Ground state phases of the Half-Filled One-Dimensional Extended Hubbard Model

TL;DR

This paper maps out the ground state phases of the one-dimensional extended Hubbard model at half-filling, revealing how spin frustration and interaction strengths influence phase transitions between dimerized and charge-density-wave states.

Contribution

It provides a comprehensive phase diagram using quantum Monte Carlo, strong-coupling expansion, and Luttinger liquid theory, highlighting the role of spin frustration in stabilizing specific phases.

Findings

Spin frustration stabilizes a bond-ordered (dimerized) state.

Transition from dimerized to charge-density-wave state varies from continuous to first-order.

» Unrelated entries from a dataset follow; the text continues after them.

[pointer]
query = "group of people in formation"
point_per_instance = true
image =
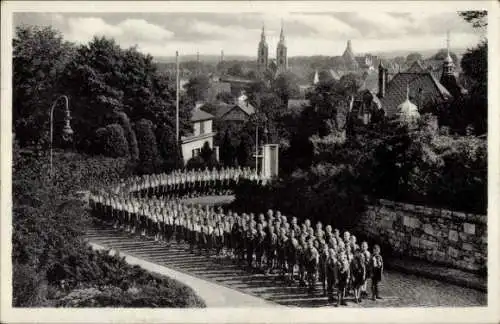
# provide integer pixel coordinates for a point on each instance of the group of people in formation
(271, 243)
(181, 182)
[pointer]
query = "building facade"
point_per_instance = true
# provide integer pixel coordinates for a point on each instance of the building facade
(192, 144)
(280, 65)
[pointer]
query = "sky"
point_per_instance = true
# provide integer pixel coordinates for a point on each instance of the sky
(307, 33)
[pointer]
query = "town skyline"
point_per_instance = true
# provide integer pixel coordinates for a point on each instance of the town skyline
(307, 34)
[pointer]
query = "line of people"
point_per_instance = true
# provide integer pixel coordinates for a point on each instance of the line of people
(271, 243)
(181, 182)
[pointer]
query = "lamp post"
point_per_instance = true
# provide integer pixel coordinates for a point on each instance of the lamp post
(67, 131)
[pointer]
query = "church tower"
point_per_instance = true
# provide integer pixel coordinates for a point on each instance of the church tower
(448, 78)
(263, 53)
(281, 53)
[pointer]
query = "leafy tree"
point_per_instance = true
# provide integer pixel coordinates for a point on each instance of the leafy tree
(149, 158)
(228, 151)
(124, 121)
(226, 97)
(236, 70)
(441, 55)
(168, 148)
(40, 55)
(478, 19)
(92, 78)
(115, 143)
(244, 151)
(285, 86)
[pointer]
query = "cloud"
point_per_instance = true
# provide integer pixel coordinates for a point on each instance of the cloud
(314, 33)
(128, 31)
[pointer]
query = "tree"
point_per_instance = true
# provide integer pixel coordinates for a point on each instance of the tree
(40, 55)
(227, 150)
(226, 97)
(244, 151)
(478, 19)
(285, 86)
(115, 143)
(149, 159)
(168, 148)
(124, 121)
(236, 70)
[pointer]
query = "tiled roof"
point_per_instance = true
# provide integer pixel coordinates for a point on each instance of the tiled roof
(416, 67)
(199, 115)
(371, 82)
(396, 90)
(297, 105)
(223, 108)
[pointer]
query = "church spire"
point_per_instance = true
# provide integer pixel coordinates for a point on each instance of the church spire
(282, 34)
(448, 61)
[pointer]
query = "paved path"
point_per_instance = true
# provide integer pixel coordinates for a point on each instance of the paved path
(399, 290)
(214, 295)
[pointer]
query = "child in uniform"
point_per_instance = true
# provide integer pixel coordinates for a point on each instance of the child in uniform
(377, 268)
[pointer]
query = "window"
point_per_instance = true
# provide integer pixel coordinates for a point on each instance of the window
(202, 127)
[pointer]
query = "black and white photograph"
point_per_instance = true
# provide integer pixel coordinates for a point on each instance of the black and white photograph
(259, 156)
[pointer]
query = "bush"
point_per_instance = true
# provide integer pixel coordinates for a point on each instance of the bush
(149, 158)
(52, 264)
(115, 143)
(168, 148)
(124, 121)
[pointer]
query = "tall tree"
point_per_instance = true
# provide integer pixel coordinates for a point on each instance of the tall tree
(40, 55)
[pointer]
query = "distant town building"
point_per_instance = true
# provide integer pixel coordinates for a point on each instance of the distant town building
(192, 144)
(281, 53)
(262, 53)
(280, 65)
(237, 112)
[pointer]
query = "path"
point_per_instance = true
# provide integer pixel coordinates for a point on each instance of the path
(214, 295)
(399, 290)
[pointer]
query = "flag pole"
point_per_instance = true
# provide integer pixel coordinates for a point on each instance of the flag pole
(177, 97)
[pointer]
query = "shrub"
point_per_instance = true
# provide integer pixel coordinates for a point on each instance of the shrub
(52, 265)
(168, 148)
(149, 158)
(115, 143)
(124, 121)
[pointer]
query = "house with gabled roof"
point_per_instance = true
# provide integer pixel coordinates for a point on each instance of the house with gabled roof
(202, 133)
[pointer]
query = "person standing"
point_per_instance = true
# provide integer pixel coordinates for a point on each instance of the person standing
(377, 267)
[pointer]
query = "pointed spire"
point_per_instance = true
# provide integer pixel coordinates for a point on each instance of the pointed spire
(448, 58)
(316, 78)
(282, 34)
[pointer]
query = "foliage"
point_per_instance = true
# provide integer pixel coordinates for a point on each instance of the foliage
(169, 151)
(52, 264)
(102, 81)
(227, 149)
(39, 57)
(206, 158)
(115, 143)
(285, 86)
(149, 158)
(129, 133)
(412, 57)
(243, 151)
(478, 19)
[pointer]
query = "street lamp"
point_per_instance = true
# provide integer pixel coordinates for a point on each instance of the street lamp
(67, 132)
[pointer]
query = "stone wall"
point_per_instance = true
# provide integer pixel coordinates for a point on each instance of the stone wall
(453, 238)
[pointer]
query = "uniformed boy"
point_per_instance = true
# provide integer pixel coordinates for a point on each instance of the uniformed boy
(377, 268)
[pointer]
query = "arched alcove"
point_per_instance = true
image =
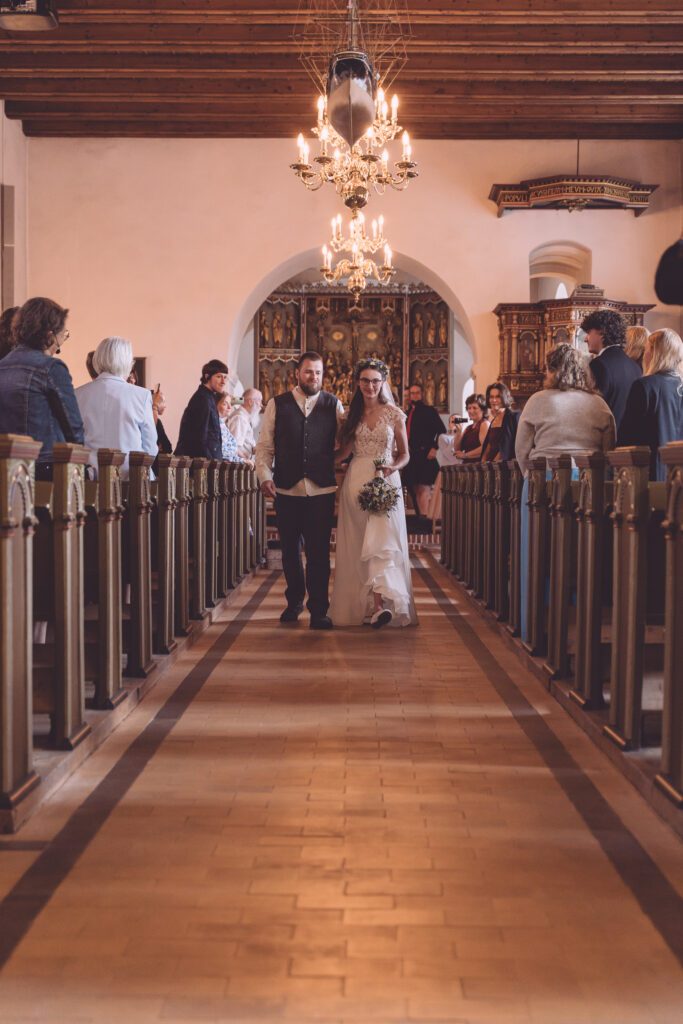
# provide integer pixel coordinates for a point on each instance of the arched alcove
(304, 266)
(556, 268)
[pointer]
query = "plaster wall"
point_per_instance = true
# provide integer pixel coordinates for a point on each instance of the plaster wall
(13, 171)
(175, 243)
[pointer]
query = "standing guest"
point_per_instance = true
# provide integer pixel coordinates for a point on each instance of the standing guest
(116, 414)
(653, 413)
(36, 389)
(468, 444)
(453, 445)
(245, 423)
(158, 410)
(200, 427)
(227, 438)
(636, 340)
(298, 435)
(612, 371)
(6, 331)
(499, 444)
(424, 426)
(567, 416)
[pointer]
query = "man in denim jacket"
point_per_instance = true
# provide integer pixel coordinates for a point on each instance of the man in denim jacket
(36, 390)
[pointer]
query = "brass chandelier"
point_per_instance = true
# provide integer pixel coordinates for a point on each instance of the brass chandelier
(363, 167)
(357, 266)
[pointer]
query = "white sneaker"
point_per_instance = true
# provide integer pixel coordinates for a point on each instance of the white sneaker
(381, 617)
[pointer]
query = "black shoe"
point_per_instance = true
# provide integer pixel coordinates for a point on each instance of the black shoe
(291, 613)
(322, 623)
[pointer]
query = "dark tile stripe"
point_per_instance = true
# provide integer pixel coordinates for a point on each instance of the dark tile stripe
(657, 898)
(30, 895)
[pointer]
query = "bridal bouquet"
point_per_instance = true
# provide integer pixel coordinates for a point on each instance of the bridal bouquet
(378, 497)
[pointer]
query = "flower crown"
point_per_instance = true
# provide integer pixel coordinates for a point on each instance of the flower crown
(377, 365)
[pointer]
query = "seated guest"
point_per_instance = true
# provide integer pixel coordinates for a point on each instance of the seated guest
(612, 371)
(499, 444)
(227, 439)
(36, 390)
(423, 426)
(244, 421)
(653, 413)
(115, 413)
(468, 443)
(7, 331)
(636, 339)
(567, 416)
(158, 410)
(200, 427)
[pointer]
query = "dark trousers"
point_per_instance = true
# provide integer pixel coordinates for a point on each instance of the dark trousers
(306, 523)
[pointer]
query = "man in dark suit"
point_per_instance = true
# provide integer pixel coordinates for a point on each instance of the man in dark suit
(423, 426)
(612, 370)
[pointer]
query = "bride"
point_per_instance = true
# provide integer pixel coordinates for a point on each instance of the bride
(372, 563)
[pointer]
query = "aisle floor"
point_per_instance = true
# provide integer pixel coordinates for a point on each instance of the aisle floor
(344, 827)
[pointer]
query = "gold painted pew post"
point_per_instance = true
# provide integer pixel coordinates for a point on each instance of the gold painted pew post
(562, 564)
(198, 541)
(59, 683)
(164, 553)
(17, 777)
(592, 528)
(182, 497)
(670, 777)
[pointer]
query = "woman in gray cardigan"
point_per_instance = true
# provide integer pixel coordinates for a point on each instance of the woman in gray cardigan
(567, 416)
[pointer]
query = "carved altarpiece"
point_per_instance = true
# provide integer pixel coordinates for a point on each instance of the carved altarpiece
(408, 328)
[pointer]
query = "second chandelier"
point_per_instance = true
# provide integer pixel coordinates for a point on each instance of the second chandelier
(356, 265)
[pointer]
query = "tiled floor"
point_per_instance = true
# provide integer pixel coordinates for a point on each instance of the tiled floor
(352, 826)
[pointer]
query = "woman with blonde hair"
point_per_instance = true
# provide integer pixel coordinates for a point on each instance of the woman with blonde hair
(653, 414)
(636, 340)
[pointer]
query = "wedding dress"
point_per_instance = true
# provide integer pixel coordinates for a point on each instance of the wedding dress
(372, 554)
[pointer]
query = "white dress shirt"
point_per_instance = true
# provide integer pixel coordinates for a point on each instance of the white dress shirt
(240, 425)
(265, 449)
(117, 415)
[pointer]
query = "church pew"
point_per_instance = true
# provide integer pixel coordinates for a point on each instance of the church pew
(501, 527)
(562, 565)
(670, 777)
(198, 538)
(488, 531)
(137, 566)
(213, 497)
(538, 561)
(102, 574)
(164, 491)
(17, 777)
(593, 578)
(223, 528)
(637, 598)
(182, 498)
(58, 664)
(446, 515)
(253, 515)
(514, 500)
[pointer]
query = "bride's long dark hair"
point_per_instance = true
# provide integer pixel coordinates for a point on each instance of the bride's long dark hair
(356, 406)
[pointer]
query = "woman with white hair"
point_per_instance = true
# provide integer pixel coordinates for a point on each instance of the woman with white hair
(116, 414)
(653, 414)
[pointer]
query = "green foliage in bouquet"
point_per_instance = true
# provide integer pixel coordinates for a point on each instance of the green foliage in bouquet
(378, 497)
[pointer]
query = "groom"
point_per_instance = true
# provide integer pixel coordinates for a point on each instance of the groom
(298, 435)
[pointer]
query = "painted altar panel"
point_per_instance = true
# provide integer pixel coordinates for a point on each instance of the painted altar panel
(410, 331)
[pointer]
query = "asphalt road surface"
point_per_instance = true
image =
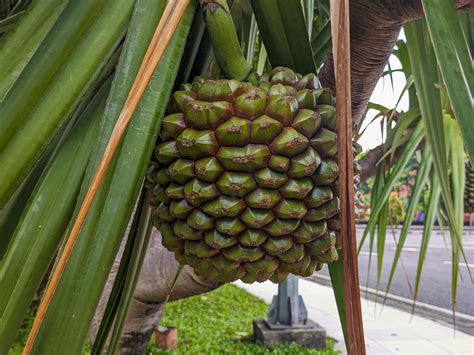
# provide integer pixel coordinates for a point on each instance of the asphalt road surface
(435, 285)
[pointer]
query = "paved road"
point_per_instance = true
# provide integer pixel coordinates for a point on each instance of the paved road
(435, 285)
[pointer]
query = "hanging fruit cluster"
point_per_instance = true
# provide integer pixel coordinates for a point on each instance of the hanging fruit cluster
(244, 183)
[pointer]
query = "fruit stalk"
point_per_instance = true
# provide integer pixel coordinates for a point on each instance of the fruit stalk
(224, 39)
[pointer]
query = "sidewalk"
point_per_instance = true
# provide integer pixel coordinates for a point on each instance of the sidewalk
(389, 332)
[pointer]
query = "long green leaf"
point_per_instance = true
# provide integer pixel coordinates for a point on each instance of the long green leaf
(425, 73)
(81, 286)
(395, 174)
(282, 27)
(142, 237)
(337, 282)
(49, 209)
(19, 45)
(421, 181)
(430, 215)
(62, 95)
(53, 52)
(109, 315)
(455, 63)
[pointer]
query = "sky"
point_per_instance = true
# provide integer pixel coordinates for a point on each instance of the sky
(387, 96)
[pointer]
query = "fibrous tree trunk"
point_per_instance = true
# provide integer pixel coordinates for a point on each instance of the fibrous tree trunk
(375, 27)
(158, 271)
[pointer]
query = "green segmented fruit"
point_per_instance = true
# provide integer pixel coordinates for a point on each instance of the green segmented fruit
(157, 195)
(208, 169)
(306, 232)
(289, 142)
(327, 256)
(265, 129)
(469, 189)
(282, 107)
(221, 263)
(172, 126)
(290, 209)
(325, 211)
(236, 184)
(255, 218)
(312, 267)
(242, 253)
(277, 245)
(234, 132)
(248, 158)
(319, 196)
(230, 226)
(281, 226)
(307, 122)
(293, 255)
(297, 267)
(327, 173)
(250, 104)
(200, 221)
(199, 248)
(244, 178)
(281, 90)
(167, 152)
(180, 209)
(219, 240)
(265, 265)
(328, 116)
(192, 144)
(321, 244)
(279, 163)
(263, 198)
(162, 212)
(252, 237)
(197, 191)
(174, 192)
(270, 179)
(297, 188)
(325, 142)
(185, 231)
(197, 262)
(305, 164)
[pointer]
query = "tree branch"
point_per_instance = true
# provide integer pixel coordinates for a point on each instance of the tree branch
(375, 26)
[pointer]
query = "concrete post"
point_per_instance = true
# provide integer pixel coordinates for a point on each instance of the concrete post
(288, 321)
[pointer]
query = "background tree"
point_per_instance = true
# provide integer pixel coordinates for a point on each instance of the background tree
(59, 105)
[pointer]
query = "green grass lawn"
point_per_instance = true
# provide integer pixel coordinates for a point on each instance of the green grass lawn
(220, 322)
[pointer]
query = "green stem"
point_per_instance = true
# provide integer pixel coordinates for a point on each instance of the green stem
(224, 39)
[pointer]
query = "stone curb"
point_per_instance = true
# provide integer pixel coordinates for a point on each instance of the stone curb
(464, 322)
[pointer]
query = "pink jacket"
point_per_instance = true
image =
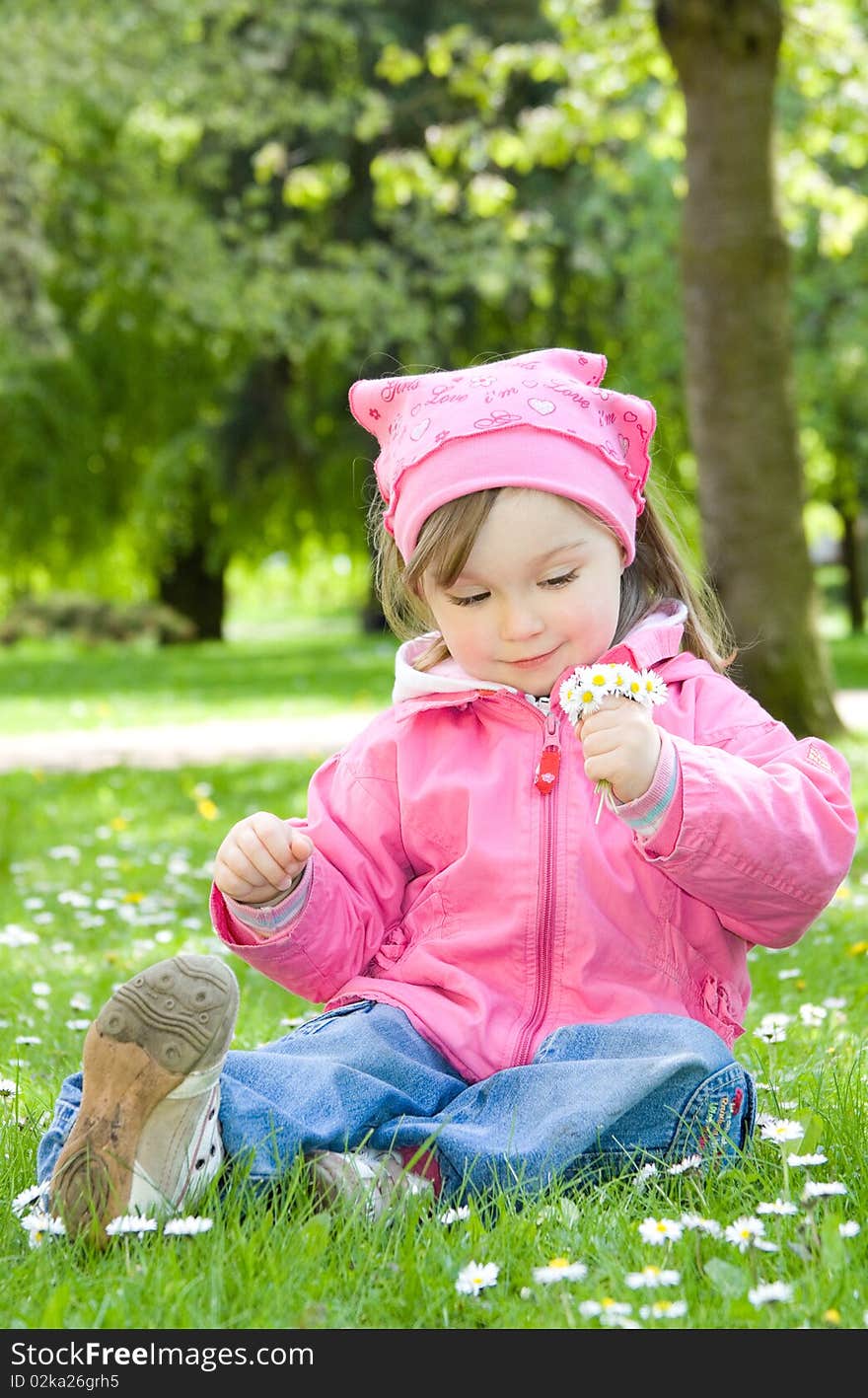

Phase boundaries depend on the ratio of U and V, with critical U around 5.5.

Abstract

Using quantum Monte Carlo simulations, results of a strong-coupling expansion, and Luttinger liquid theory, we determine quantitatively the ground state phase diagram of the one-dimensional extended Hubbard model with on-site and nearest-neighbor repulsions U and V. We show that spin frustration stabilizes a bond-ordered (dimerized) state for U appr. V/2 up to U/t appr. 9, where t is the nearest-neighbor hopping. The transition from the dimerized state to the staggered charge-density-wave state for large V/U is continuous for U up to appr. 5.5 and first-order for higher U.